There are no federal laws directly regulating the storage, use, or transfer of agricultural data between farmers and ag technology providers. This leaves companies entering the ag data market struggling to interpret 50 state laws to determine whether their products and software run afoul of state privacy protections. There are two areas in particular where it is clear that state laws are inconsistent—and could be an impediment to new companies entering the ag technology market.
Lack of standard definitions for “personal information.” State law defines what is “personal information” or “personally identifiable information.” That means there are 50 definitions, and one state may not define what is “personal” information the same way as another state.
I am not aware of any state that clearly defines agricultural data as something that is also “personal information.” That can leave companies guessing as to whether collection of ag data is also subject to protections on personal information, and that varies from state to state.

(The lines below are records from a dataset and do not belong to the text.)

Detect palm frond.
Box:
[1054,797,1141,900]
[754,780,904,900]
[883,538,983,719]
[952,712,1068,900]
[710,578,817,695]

My own opinion is that agricultural data is not what most states consider “personal information,” such as name, address, phone number and social security number. Agricultural data is different, more proprietary in nature.
Lack of common standards for notification of breach. What happens to your ag data if the company where it is stored is hacked, resulting in a breach of security? Will the company notify you and how? The answer to these questions requires understanding 50 different state laws, as each one may have a different standard for what a company must do if a customer’s data is accessed from an outside source. This can make crafting a uniform policy for notifying farmers of a breach very difficult for ag technology providers.
Again, since we do not have a common standard for what constitutes “ag data” it is hard to say whether any state law would require notice to a farmer if their ag data were breached. Companies have to make their best guess as to what the law requires if a breach occurs.
Conclusion. I am not an advocate for federal intervention in the ag data space, at least not at this point. The industry is still too young, and the technologies are evolving. Legislation could be speed bump that slows the introduction of new technologies on the farm. But lack of federal legislation does not mean there aren’t issues here that the industry needs to fix.